Almost ten years ago, the Trust centralised its cardiology services at Hammersmith Hospital and established one of the UK's foremost specialist heart attack centres, or HACs. London Ambulance Service brings Eddie, a 56-year-old city worker suffering a severe heart attack, to the HAC where he is treated immediately in one of the cath labs. Eddie's doctor, consultant cardiologist Iqbal Malik comments: "I'm very clear that today he was dead if he hadn't ended up with us and had gone to a smaller hospital where they didn't have a cath lab." Since a London-wide network of eight heart attack centres was established over the last decade, death rates from the most serious heart attacks have halved in the capital. But this year, the cardiology service still needs to make savings of £3 million this year across the cardiac department. "It gets to the point when there is no meat left on the bone," comments Gill Bleeze, a senior cardiac nurse.
The cardiology team at Hammersmith also deal with rare and life-threatening heart conditions. Twenty-three-year-old primary school teacher Rosa has an infection on her mitral valve called endocarditis. Rosa is is an extremely complex case, as some infected tissue from her heart has broken off causing strokes in her brain. "It's the last thing you want to see in a young person, it carries a high mortality," says consultant cardiologist Susan Connolly. "It's one of the most challenging things we treat because the timing of surgery is crucial. If you don't get the timing of surgery right, the patient will die." It takes specialists from both the cardiology and neurosurgery departments to work out the least risky time to operate on Rosa - will they wait for the damage in her brain to subside and risk further tissue from the heart breaking off causing more strokes, or risk operating sooner with the chance she might have a big brain bleed on the table?

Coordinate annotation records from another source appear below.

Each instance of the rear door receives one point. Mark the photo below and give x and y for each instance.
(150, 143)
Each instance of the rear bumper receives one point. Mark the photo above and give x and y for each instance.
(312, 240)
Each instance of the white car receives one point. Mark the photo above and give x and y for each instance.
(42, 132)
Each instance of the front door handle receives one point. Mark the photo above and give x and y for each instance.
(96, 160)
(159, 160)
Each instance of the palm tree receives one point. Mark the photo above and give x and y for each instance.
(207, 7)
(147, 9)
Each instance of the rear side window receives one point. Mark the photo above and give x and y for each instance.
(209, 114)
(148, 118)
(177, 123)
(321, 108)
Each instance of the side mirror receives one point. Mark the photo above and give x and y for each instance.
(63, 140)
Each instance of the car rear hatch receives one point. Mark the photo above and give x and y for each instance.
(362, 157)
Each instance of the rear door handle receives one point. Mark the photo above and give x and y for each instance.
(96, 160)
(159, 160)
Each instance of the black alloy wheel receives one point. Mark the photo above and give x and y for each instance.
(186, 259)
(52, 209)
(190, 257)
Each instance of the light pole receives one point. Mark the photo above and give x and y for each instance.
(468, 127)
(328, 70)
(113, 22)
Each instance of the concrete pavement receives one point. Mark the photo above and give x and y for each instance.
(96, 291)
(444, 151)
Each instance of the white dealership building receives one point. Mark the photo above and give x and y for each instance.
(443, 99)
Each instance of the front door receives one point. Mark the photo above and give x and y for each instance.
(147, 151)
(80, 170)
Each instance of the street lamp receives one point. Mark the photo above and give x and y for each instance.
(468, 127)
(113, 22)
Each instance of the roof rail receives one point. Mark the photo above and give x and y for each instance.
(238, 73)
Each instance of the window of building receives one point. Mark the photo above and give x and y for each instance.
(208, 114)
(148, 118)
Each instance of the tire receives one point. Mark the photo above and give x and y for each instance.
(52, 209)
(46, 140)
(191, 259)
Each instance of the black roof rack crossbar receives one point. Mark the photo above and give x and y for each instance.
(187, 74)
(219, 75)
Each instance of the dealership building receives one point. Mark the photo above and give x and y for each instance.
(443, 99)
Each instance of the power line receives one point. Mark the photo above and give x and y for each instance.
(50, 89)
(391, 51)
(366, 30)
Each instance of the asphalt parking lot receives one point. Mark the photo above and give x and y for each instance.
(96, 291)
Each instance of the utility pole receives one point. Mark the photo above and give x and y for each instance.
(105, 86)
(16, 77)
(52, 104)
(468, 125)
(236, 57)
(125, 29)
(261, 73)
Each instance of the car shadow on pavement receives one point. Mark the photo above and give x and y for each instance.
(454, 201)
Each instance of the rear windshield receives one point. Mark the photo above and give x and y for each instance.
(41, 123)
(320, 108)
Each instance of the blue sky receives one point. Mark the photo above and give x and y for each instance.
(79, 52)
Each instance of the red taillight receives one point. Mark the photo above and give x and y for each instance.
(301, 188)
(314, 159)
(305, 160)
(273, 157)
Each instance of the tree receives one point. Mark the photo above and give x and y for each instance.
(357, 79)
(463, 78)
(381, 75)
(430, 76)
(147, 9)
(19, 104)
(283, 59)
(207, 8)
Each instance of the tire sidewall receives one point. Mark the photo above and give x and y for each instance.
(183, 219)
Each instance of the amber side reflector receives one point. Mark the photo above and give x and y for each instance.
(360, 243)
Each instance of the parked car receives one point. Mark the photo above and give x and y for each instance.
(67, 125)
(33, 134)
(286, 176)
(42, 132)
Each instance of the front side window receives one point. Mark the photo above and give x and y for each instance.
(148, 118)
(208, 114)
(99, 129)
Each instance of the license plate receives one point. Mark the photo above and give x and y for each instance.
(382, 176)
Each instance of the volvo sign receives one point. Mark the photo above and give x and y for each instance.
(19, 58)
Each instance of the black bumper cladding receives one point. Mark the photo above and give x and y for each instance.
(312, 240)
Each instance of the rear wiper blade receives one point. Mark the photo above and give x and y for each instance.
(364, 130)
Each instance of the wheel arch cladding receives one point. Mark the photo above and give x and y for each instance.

Meanwhile, at Charing Cross Hospital, site of the Trust's specialist neurosurgery department, 28-year-old former dancer Ben needs an operation to remove a recurrent brain tumour. "It's very frustrating treating brain tumour patients like Ben where he's had surgery and his tumour's come back," says consultant neurosurgeon Kevin O'Neill. However, as Kevin explains: "These days, as opposed to his previous surgery which was four years ago we have more tools in the box." Kevin will use 3D imaging to locate Ben's tumour, as well as leading diagnostic technology. "We're also developing new tools. I think we are now starting to make advances. With innovations it's going to open a whole new world of research and treatment options".